Chi è questa Winnie, che nel secondo atto apparirà ormai interrata sino al collo, col volto solcato da rivoli di sudore? È una rappresentazione dello stato di estrema derelizione raggiunto dall’umanità contemporanea? O non sarà piuttosto una creatura impegnata in un’estrema, paradossale apologia della vita, che lei riafferma e celebra, mentre tutto vorrebbe negarla, contro la solitudine e il silenzio?
La parola agli esperti del ramo. Qui vorremmo limitarci a richiamare l’attenzione sul significato di quello che è forse il momento culminante della pièce. Mi riferisco ai piccoli gridi di sbigottito allarme con cui Winnie, a un certo punto, reagisce all'apparizione inattesa di qualcosa che osa muoversi ancora sulla morta sabbia del deserto in cui lei vive interrata: «Oh, ma dico, che cosa c’è qui? (...) Sembrerebbe un qualche genere di vita (...) Una formica! (...) Willie, una formica, una formica viva!».

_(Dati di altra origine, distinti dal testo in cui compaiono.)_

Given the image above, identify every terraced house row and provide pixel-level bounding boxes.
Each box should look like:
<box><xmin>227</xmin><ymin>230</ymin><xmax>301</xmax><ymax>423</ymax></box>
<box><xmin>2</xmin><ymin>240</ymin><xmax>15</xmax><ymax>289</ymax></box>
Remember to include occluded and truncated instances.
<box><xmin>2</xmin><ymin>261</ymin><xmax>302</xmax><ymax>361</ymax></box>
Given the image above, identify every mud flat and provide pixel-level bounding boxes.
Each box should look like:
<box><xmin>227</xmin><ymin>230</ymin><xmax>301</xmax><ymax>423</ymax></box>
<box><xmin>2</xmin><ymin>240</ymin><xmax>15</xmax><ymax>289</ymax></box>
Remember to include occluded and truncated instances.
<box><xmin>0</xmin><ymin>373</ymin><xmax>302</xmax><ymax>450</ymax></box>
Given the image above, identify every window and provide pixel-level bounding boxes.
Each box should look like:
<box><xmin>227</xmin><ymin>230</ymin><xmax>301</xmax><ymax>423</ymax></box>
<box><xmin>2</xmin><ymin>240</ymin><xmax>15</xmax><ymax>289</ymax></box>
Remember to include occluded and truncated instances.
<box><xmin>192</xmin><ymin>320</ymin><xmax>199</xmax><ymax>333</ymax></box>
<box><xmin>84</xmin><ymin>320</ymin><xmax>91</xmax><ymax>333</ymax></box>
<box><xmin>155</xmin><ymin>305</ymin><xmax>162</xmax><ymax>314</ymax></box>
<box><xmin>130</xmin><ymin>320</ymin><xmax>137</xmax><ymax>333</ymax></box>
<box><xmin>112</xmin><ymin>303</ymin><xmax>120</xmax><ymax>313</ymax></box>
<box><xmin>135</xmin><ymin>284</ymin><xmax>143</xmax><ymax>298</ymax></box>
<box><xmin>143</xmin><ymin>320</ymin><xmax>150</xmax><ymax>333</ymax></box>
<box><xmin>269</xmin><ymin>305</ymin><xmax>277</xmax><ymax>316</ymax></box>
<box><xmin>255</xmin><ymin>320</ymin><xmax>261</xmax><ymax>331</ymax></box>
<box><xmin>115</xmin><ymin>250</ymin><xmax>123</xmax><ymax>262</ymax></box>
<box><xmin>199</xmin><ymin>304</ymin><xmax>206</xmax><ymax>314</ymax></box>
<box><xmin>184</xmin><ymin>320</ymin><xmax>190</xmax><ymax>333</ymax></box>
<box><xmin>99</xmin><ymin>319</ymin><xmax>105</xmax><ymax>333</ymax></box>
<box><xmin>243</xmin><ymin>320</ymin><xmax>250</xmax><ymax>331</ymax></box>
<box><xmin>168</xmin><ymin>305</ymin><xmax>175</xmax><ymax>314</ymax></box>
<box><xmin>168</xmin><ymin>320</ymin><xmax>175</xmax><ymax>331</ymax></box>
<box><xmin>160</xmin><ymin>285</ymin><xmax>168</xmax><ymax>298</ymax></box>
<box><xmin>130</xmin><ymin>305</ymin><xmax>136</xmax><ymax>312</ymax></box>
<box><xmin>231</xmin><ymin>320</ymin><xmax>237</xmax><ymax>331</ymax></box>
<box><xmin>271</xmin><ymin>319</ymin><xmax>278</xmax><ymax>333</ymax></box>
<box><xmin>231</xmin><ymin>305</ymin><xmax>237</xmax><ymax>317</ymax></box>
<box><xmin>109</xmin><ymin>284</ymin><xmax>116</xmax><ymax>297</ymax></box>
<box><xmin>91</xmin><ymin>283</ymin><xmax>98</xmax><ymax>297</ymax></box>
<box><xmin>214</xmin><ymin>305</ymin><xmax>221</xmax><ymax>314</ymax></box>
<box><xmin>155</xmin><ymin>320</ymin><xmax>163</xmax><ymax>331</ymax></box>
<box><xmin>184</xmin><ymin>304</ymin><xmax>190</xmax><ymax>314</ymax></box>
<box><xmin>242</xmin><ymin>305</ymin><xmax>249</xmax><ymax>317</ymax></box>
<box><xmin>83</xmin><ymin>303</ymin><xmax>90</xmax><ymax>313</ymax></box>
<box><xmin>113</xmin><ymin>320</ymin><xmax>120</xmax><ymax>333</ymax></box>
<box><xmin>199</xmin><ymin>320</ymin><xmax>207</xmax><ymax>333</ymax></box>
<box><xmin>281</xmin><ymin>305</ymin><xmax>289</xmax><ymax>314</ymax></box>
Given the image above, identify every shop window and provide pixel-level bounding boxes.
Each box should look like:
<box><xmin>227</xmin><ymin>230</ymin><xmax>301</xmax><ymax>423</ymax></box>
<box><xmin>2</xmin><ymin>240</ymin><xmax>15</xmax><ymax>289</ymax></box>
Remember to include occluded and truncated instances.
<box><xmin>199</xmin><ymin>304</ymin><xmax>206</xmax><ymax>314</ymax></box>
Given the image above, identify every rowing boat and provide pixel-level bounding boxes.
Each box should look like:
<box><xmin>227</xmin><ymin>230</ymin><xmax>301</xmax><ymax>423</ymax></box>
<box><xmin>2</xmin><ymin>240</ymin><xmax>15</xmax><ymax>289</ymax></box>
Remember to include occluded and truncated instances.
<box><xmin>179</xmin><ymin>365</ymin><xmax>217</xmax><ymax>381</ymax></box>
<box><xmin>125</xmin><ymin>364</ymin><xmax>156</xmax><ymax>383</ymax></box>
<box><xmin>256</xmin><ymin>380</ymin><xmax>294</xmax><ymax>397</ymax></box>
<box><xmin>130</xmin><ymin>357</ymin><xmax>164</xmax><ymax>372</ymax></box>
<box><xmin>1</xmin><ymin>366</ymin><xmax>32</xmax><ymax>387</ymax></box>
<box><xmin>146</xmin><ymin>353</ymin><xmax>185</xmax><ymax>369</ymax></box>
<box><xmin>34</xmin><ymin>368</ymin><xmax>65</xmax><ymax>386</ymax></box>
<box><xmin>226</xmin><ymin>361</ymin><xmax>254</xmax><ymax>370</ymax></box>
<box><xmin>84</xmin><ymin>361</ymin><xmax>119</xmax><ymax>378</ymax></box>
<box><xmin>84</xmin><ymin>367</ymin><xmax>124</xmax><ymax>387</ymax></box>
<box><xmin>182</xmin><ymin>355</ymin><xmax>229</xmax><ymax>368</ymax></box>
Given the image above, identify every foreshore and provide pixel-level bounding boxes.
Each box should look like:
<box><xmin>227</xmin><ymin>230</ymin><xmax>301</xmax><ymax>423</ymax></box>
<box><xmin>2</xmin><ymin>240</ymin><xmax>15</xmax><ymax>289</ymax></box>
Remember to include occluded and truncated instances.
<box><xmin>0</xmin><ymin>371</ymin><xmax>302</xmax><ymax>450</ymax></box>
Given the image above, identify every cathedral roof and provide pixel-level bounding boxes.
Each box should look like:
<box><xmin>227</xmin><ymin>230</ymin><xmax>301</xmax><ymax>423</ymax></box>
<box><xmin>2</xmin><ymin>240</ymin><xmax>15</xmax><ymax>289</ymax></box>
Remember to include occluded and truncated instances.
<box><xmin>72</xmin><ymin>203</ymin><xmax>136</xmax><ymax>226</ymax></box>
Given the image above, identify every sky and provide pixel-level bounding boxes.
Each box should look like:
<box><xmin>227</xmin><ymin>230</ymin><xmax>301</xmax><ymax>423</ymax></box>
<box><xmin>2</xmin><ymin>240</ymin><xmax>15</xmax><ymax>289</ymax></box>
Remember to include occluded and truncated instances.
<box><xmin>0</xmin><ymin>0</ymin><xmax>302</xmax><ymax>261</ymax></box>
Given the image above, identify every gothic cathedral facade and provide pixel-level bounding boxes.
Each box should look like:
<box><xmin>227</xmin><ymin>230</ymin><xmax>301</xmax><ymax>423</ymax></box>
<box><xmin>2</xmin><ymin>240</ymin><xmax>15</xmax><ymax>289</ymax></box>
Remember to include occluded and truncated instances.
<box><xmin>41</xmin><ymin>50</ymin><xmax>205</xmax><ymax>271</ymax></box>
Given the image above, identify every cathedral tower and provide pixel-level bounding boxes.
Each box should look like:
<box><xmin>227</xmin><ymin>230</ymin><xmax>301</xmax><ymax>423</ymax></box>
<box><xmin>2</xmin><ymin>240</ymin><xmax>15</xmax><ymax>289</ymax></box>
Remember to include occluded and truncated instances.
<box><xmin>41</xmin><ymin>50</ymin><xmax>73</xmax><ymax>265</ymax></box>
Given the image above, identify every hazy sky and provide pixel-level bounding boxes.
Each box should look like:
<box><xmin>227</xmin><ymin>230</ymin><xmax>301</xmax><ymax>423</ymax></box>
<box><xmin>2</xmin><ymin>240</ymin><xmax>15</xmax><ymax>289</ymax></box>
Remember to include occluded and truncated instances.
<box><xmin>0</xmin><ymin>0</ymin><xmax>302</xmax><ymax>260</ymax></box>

Bene, mi sembra evidente che dal terrore che suscita in Winnie il movimento di quella formica è doveroso arguire che Beckett, con la creazione di questa simpatica signora votata a un incessante chiacchiericcio, e al tempo stesso ostile a ogni possibile movimento, annunciò, senza saperlo, l’ascesa al potere della nostra loquace sinistra sul montarozzo Italia.